Personal information
- Full name: Danielle Denise O'Toole-Trejo
- Born: July 7, 1994 (age 31)

Sport
- Country: United States of America
- Sport: Softball
- College team: Arizona Wildcats
- Team: Chicago Bandits
- Turned pro: 2016
- Retired: 2022

= Danielle O'Toole-Trejo =

American softball player

Danielle Denise O'Toole-Trejo (born July 7, 1994) is a former professional softball pitcher and current assistant coach for Stanford. She played college softball for San Diego State and Arizona. She graduated and was selected eighth overall in the National Pro Fastpitch draft by the Chicago Bandits, which she has played with on and off for three seasons. She played in the inaugural season of the Athletes Unlimited Softball league.

She has also played internationally for Team USA, before joining Team Mexico. She helped Team Mexico place fourth at the 2020 Summer Olympics.

==Playing career==
O'Toole was named Mountain West Conference Freshman of The Year and First-Team All-Conference. She debuted on February 8 losing to the Stephen F. Austin Lumberjacks and throwing four innings with six strikeouts. On March 14, O'Toole set a career best for strikeouts in a regulation game with 9 whiffs against the Bryant Bulldogs in a victory. She also began a career best shutout streak in that game that went on for 22 innings, during which the Aztec struck out 18, allowed 21 hits and two walks for a 1.04 WHIP. For her sophomore year, O'Toole earned MWC Pitcher of The Year, her second all conference honors and set a career best in victories (then school record) and innings pitched. O'Toole currently ranks top-10 for San Diego in wins, strikeouts and shutouts, while holding the winning percentage record for a career.
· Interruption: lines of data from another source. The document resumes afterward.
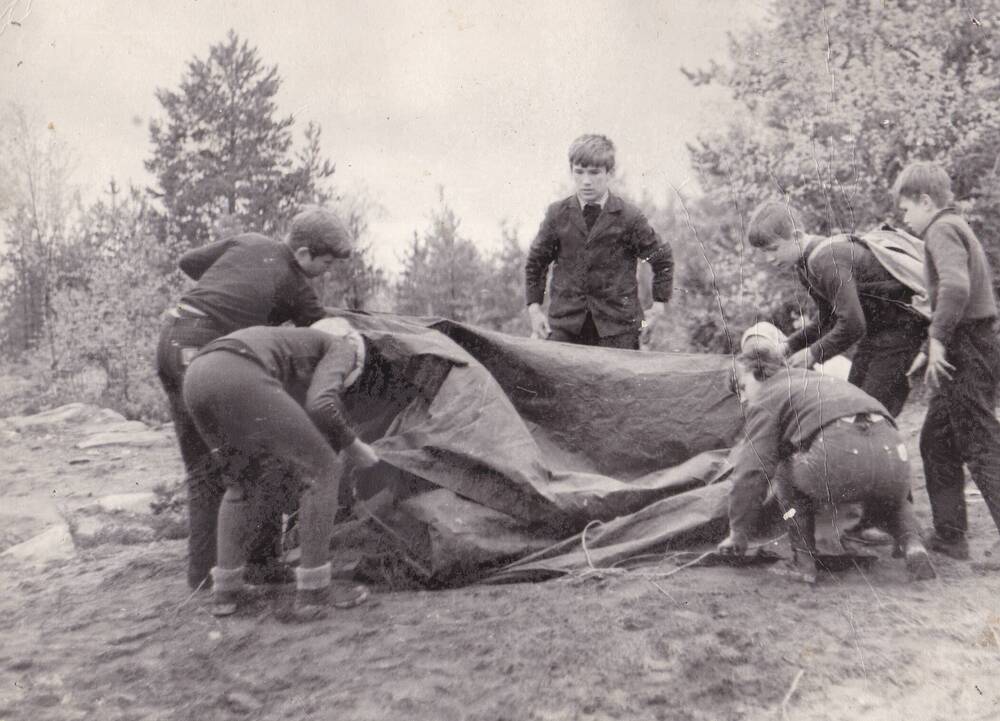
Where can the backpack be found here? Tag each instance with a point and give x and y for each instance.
(902, 255)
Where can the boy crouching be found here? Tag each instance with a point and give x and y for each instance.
(816, 440)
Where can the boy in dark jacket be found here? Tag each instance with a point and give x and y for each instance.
(276, 392)
(963, 358)
(593, 240)
(816, 439)
(242, 281)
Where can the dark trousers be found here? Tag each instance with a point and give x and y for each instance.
(629, 340)
(961, 428)
(881, 360)
(180, 339)
(847, 462)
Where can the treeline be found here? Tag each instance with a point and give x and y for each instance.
(832, 99)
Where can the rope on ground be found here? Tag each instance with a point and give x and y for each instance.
(791, 692)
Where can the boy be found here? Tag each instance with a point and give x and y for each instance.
(963, 358)
(859, 302)
(275, 392)
(242, 281)
(818, 440)
(594, 239)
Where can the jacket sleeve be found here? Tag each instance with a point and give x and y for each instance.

O'Toole redshirted in 2015 after transferring to play for the Arizona Wildcats and as a junior in 2016 was named All-Pac-12 and posted her best shutouts total. For her final year, O'Toole was named a National Fastpitch Coaches Association First Team All American and Pac 12 Pitcher of the Year, accomplishing the rare feat of being recognized by two conferences for her efforts on the mound. She set personal career bests in strikeouts, ERA, WHIP, strikeout ratio (6.7) and threw a no hitter.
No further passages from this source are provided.